Intense rainfall in spring and early summer is part of South Africa’s weather pattern. In April-May, a low-pressure system, stemming from the westerly trough systems of cold air, develops south of the country and often results in inclement weather. In 2019, flash floods claimed 85 lives in Durban. But the intensity of the downpour this year was unprecedented. Some parts of KwaZulu-Natal experienced a year’s rainfall in less than 36 hours. The weather vagary is straight out of classical climate change literature: Warmer seas push large amounts of moisture into the atmosphere leading to intense spells of rainfall. But that’s one part of the story. The deluge’s catastrophic turn has much to do with a failing that’s common to several parts of the world, including India: Durban’s drainage system that has, at best, seen cosmetic improvements in more than a century, was ill-equipped to handle the relentless downpour.

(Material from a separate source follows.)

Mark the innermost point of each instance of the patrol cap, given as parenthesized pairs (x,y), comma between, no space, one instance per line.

As in climate disasters in most parts of the world, the poor in South Africa have borne the brunt. Durban is a city of migrants, and large numbers live in shacks, locally called “informal settlements”. These houses — an Apartheid-era legacy of the poor living in low-lying areas — were the first to be swept away by the flash floods. Experts have sounded the red alert for more extreme weather events in South Africa in the coming years. As in other parts of the world, the way forward lies in improving the accuracy of warning systems, and building the resilience of people, especially the poor. This should be the focus of adaptation strategies.